Abstract In eukaryotes, transcription Mediator contains a dissociable Cdk8 kinase module (CKM) that regulates gene expression through kinase-dependent and -independent functions. The human CKM consists of Med13, Med12, Cdk8, and CycC subunits, which are either mutated or amplified in neurodevelopmental disorders and multiple cancers, such as breast and colorectal cancers. Despite extensive links between CKM and human diseases, the fundamental mechanisms of CKM in regulation of gene transcription remain poorly understood. The long-term goal is to elucidate the molecular mechanisms by which CKM regulates gene transcription through its kinase function and nucleic acid interactions. The overall objectives in this application are to (i) reveal the structure basis and functional roles of CKM subunits, (ii) elucidate the activation mechanism of Cdk8 and the way in which it recognizes substrates for phosphorylation, and (iii) investigate the functional interactions between Med13 and nucleic acids. Three aims are proposed in this application. Aim 1 is to uncover the high-resolution structure of yeast CKM and understand how Cdk8 becomes activated by Med12 and binds substrates. We will use single-particle cryo-EM to reveal interactions how the targets the overall structure of yeast CKM and its with Cdk8 substrates. We will use biochemical approaches to elucidate the detailed mechanism of Cdk8 kinase is activated by Med12 through a non-canonical mechanism. In Aim 2 , we will characterize nucleic acid binding properties of Med13 using biochemical approaches as well as identify its binding using next-generation sequencing.
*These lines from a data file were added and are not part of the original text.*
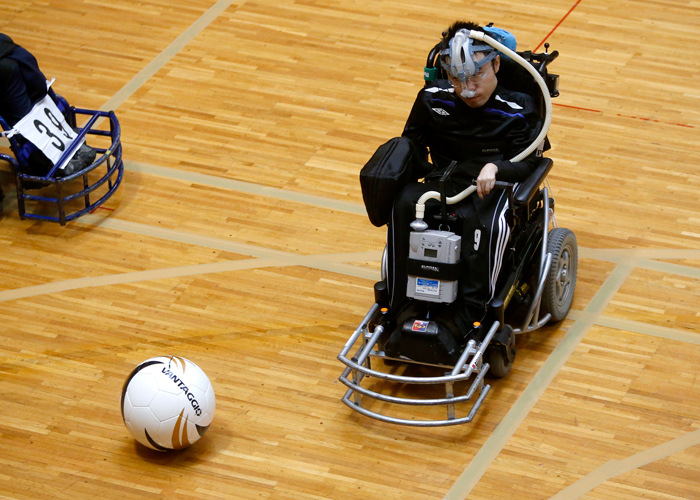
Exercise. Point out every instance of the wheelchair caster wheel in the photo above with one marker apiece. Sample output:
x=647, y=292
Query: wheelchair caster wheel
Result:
x=561, y=280
x=501, y=354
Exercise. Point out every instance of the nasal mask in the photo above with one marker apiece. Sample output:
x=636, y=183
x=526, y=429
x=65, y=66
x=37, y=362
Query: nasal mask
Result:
x=462, y=64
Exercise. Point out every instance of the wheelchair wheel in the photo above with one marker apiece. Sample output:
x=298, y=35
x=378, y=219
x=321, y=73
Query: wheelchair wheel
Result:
x=559, y=287
x=497, y=358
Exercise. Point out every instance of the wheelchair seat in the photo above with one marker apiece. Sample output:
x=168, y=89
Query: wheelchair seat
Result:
x=65, y=198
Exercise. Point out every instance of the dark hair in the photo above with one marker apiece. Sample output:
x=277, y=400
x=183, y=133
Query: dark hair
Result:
x=454, y=28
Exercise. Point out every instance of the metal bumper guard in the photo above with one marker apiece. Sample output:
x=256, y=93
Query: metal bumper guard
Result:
x=470, y=363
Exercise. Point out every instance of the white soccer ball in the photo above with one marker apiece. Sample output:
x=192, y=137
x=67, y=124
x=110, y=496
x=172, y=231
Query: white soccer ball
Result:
x=167, y=403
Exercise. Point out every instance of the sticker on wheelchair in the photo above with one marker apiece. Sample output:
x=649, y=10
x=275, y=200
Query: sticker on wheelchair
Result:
x=46, y=128
x=420, y=326
x=426, y=286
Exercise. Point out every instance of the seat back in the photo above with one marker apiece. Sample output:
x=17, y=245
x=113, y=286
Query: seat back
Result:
x=74, y=195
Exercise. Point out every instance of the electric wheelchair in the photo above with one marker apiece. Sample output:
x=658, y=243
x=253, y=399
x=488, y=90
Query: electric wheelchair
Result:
x=62, y=198
x=535, y=287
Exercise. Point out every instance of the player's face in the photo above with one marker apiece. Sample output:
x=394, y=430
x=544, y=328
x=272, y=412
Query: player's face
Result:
x=481, y=85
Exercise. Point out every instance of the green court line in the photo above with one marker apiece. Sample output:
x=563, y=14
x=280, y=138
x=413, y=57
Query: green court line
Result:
x=615, y=468
x=533, y=392
x=168, y=53
x=246, y=187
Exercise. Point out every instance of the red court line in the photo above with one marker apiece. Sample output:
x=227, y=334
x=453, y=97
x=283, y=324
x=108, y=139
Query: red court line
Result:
x=558, y=24
x=653, y=120
x=576, y=107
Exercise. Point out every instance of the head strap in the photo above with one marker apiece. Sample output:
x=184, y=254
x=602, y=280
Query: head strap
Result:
x=461, y=53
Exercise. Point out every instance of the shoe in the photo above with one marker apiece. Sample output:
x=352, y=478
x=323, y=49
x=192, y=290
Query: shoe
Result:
x=82, y=159
x=86, y=154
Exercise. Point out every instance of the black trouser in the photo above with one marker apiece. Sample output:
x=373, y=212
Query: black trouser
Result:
x=485, y=233
x=15, y=102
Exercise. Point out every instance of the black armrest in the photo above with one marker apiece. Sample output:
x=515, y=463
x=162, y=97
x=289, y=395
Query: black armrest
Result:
x=527, y=189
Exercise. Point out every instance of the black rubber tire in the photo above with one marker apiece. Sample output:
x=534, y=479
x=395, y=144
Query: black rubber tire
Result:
x=499, y=366
x=560, y=284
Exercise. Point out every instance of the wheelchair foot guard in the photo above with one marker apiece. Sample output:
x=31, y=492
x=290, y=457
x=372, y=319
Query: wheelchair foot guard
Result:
x=358, y=367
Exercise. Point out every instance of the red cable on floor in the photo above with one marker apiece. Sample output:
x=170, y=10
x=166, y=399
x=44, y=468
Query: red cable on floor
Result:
x=558, y=24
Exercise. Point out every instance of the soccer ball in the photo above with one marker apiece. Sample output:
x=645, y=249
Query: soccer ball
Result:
x=167, y=403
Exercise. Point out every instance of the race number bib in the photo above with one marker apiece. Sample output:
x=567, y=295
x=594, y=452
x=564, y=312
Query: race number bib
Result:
x=46, y=128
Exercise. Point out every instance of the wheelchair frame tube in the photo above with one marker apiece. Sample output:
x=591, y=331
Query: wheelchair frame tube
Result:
x=359, y=371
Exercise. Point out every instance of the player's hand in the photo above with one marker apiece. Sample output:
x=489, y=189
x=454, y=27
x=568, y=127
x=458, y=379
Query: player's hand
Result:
x=486, y=180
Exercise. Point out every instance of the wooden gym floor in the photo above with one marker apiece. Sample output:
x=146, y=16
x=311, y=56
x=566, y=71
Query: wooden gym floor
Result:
x=239, y=240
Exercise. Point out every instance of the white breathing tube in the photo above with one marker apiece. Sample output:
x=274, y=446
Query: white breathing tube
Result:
x=478, y=35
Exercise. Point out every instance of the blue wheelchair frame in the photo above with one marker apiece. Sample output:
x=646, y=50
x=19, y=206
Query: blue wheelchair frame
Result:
x=111, y=157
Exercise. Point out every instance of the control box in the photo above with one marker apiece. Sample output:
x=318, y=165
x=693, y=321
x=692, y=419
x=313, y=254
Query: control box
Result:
x=433, y=256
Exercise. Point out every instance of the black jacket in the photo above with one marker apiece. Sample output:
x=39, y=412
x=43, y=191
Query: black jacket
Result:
x=442, y=124
x=22, y=83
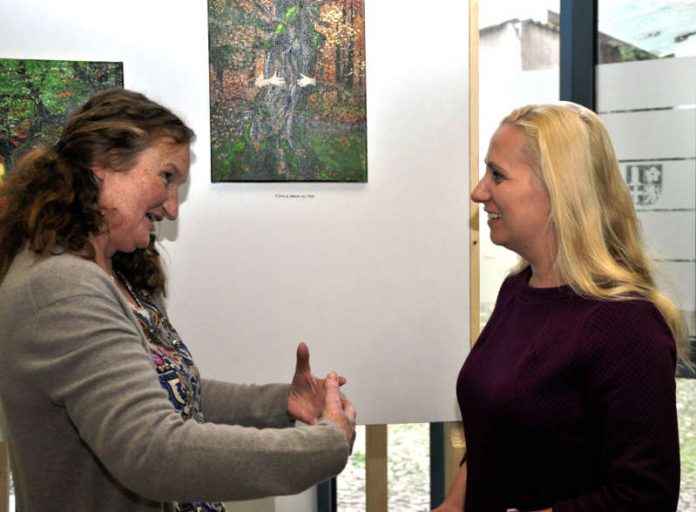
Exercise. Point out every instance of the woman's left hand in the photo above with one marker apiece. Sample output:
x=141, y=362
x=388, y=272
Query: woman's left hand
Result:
x=306, y=400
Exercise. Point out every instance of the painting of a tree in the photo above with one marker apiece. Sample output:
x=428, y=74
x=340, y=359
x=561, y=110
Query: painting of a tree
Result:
x=287, y=90
x=36, y=97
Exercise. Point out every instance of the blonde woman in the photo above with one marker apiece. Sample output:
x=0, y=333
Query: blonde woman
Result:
x=568, y=397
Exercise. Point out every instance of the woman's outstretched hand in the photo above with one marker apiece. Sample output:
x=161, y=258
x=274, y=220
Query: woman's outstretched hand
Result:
x=338, y=409
x=307, y=392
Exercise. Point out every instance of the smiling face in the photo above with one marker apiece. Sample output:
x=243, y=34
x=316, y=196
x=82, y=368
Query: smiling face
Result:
x=134, y=199
x=515, y=199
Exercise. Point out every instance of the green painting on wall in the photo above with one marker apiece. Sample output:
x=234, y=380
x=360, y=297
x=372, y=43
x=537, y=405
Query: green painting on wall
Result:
x=36, y=97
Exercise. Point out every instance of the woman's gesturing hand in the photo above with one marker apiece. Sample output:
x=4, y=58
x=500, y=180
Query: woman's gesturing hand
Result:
x=338, y=409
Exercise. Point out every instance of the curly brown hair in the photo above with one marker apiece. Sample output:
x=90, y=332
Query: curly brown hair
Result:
x=50, y=202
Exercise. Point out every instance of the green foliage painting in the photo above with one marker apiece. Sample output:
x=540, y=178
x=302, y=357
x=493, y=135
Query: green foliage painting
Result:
x=36, y=97
x=287, y=90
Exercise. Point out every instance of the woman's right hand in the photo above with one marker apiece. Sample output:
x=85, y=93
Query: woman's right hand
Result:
x=338, y=409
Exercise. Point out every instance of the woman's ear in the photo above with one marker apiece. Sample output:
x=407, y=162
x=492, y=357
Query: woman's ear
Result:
x=99, y=172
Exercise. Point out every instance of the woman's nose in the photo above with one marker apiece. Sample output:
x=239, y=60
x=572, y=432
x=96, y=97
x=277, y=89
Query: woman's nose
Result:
x=480, y=192
x=171, y=206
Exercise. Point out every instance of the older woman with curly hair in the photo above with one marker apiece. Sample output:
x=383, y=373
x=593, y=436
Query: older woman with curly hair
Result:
x=104, y=408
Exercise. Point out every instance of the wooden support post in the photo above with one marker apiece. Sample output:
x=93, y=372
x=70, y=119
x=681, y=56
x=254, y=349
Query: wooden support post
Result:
x=4, y=479
x=376, y=468
x=454, y=450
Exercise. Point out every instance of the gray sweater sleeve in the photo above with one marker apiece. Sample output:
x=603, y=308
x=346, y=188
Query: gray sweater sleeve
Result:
x=87, y=351
x=246, y=404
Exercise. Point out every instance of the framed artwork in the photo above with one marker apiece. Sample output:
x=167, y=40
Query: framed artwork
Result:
x=287, y=90
x=36, y=97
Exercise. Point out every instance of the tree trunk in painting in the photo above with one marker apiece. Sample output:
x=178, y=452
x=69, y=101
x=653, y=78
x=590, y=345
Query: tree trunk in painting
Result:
x=289, y=67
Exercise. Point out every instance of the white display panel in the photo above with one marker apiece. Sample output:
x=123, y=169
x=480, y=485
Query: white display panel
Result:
x=374, y=277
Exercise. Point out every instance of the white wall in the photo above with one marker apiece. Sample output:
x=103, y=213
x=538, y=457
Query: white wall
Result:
x=374, y=277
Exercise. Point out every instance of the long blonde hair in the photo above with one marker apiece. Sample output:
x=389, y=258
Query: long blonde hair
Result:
x=601, y=250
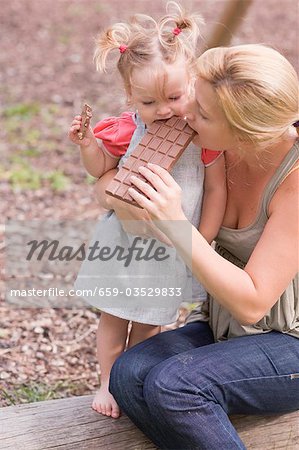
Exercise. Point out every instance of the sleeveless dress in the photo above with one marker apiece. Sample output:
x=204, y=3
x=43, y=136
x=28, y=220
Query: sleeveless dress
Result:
x=236, y=246
x=189, y=174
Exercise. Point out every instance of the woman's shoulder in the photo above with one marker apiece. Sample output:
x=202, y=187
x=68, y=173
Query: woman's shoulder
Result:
x=116, y=132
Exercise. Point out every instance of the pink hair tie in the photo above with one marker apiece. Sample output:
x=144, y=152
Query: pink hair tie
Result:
x=176, y=31
x=122, y=48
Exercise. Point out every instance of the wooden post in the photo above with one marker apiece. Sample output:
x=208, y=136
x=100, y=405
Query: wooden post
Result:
x=233, y=13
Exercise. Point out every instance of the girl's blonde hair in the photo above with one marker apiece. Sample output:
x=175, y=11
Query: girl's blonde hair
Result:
x=257, y=89
x=139, y=42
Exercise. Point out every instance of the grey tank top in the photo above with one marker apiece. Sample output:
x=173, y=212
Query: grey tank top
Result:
x=236, y=246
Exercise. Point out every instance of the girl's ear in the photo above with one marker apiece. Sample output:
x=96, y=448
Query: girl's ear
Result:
x=129, y=99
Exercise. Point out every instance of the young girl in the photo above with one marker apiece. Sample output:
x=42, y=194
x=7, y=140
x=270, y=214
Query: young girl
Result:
x=155, y=60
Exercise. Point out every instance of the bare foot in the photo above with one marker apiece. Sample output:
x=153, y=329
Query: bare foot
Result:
x=104, y=403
In Aim 3, we willuse our detailed knowledge of yCKM to reinforce our knowledge gained from studies of human CKM's structure, substrate binding, and disease mutations. proposed kinase regulation The studies are significant because they will provide valuable structural and functional insights into the function and nucleic acids interaction of CKM revealing the fundamental mechanisms of CKM in of gene expression. Ultimately, our results will offer , a structural foundation for development of kinase inhibitors to treat Cdk8-driven human diseases.

摘要 在真核生物中，转录介体包含一个可分离的Cdk 8激酶模块（CKM）， 通过激酶依赖性和非依赖性功能表达。人CKM由Med 13组成， Med 12、Cdk 8和CycC亚基，它们在神经发育障碍中突变或扩增， 多种癌症，如乳腺癌和结肠直肠癌。尽管CKM和人类之间存在广泛的联系， 尽管CKM在疾病中的作用机制尚不清楚，但CKM在基因转录调控中的基本机制仍知之甚少。 长期目标是阐明CKM调节基因转录的分子机制 通过其激酶功能和核酸相互作用。本申请的总体目标是（i） 揭示CKM亚基的结构基础和功能作用;（ii）阐明Cdk 8的激活机制 以及它识别磷酸化底物的方式，以及（iii）研究功能性 Med 13与核酸之间的相互作用。本申请提出了三个目标。目标1： 揭示酵母CKM的高分辨率结构，并了解Cdk 8如何被Med 12激活 并结合底物。我们将使用单粒子低温电镜来揭示 相互作用 如何 的 目标 酵母CKM整体结构及其 Cdk 8基板我们将使用生物化学的方法来阐明详细的机制， Cdk 8激酶通过非经典机制被Med 12激活。在目标2中，我们将描述 Med 13的核酸结合特性，并鉴定其结合 使用下一代测序技术在目标3中，我们将使用yCKM的详细知识来加强 我们的知识来自对人类CKM结构、底物结合和疾病突变的研究。 提出 激酶 调控 的 研究是重要的，因为它们将提供有价值的结构和功能的见解， CKM的功能和核酸相互作用，揭示CKM在 的基因表达。最终，我们的结果将提供 , 发展的结构基础 激酶抑制剂来治疗Cdk 8驱动的人类疾病。